Décryptage sans complaisance de l'actualité.
Il ne s’agit pas d’un groupuscule religieux, tel les bénédictins ou les dominicains, non il s’agit ici de la séquence que les hiérarques socialistes ont imposée à l’élaboration de leur projet pour la présidentielle.
On commence par décrire par le menu toutes les lunes que l’on fait miroiter aux électeurs et après les avoir fait baver sur ces monts et merveilles on glisse sur le coût du programme puisque de toutes façons ce ne sont pas les électeurs du PS qui paieront l’addition. On n’a jamais lu que les assujettis à l’ISF avaient voté pour Jospin.

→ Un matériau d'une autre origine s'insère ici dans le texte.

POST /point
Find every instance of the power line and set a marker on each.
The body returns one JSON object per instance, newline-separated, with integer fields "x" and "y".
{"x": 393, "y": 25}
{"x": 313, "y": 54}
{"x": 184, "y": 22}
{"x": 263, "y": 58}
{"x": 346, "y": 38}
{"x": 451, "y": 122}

Retraite à 60 ans, 35 heures, CMU et autres avancées sociales généreusement distribuées par les socialistes n’ont jamais été financées : ça se lit dans l’explosion des déficits. Aujourd’hui ils nous proposent entre autres la renationalisation d’EDF, l’abaissement de l’age de la retraite et l’allocation d’autonomie.
Prévert était poète : il pouvait faire un inventaire sans avoir à le financer. Les socialistes prétendent revenir aux affaires en continuant de mystifier les français.
Les électeurs ont renvoyé en 2002 la gauche à ses chères études. Ni la gazelle, ni les éléphants n’ont semble-t-il intégrés, malgré cette pause dans leurs dispendieuses activités que les français ne supportaient plus d’être pris pour des bœufs.